The cake can also be topped with fresh fruit of your choice in addition or instead of the honey glaze (although I wouldn't leave it out- it's delicious)
Quick Coffee Cake or Kuchen: altered from The Joy of Baking
For cake batter
1 1/2 cups sifted all-purpose flour
1/4 teaspoon salt
2 teaspoons double-acting baking powder
1/4 cup butter, softened
1/2 cup sugar
2/3 cup regular or soy milk
1/2 teaspoon vanilla extract
For honey glaze
1/2 cup sugar
1/4 cup regular or soy milk
1 unbeaten egg white
1/4 cup honey
1/2 cup crushed nutmeats
1/2 teaspoon cardamom
Preheat oven to 375 degrees F. Grease a 9" square or round pan.

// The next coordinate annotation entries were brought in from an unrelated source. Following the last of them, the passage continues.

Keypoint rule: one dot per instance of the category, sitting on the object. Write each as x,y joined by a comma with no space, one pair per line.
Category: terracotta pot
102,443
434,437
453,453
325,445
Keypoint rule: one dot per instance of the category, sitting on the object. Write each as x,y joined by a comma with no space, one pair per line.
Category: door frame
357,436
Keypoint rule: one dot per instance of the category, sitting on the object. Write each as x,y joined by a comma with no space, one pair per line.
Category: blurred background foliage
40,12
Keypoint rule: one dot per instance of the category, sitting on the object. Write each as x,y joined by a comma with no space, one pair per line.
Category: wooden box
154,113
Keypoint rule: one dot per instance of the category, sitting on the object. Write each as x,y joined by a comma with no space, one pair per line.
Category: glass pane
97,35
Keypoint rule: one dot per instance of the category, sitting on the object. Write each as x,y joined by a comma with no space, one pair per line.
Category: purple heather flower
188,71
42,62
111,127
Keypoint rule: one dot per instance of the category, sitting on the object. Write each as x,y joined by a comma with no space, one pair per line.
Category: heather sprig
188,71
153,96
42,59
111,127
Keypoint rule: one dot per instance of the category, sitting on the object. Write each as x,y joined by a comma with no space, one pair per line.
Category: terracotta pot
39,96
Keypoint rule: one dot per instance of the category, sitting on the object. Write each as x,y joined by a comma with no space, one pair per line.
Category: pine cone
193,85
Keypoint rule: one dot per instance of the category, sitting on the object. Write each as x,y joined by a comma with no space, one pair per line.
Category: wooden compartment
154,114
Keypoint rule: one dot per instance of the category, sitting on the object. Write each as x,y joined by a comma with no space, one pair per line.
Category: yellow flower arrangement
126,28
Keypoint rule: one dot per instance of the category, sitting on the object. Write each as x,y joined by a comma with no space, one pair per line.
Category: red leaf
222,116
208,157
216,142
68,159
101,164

Sift together flour, salt, and baking powder. With an electric mixer, cream together butter and sugar. Beat in the 1 egg, milk, and vanilla extract. Add the sifted ingredients to the butter mixture and stir until smooth. Spread into prepared pan.
To prepare honey glaze: Cream the sugar and butter, blend in the egg white, and add the rest of the ingredients.
Spread glaze over unbaked cake batter. Bake for 25 minutes. Let cool for 10 minutes and then turn onto a plate and let cool.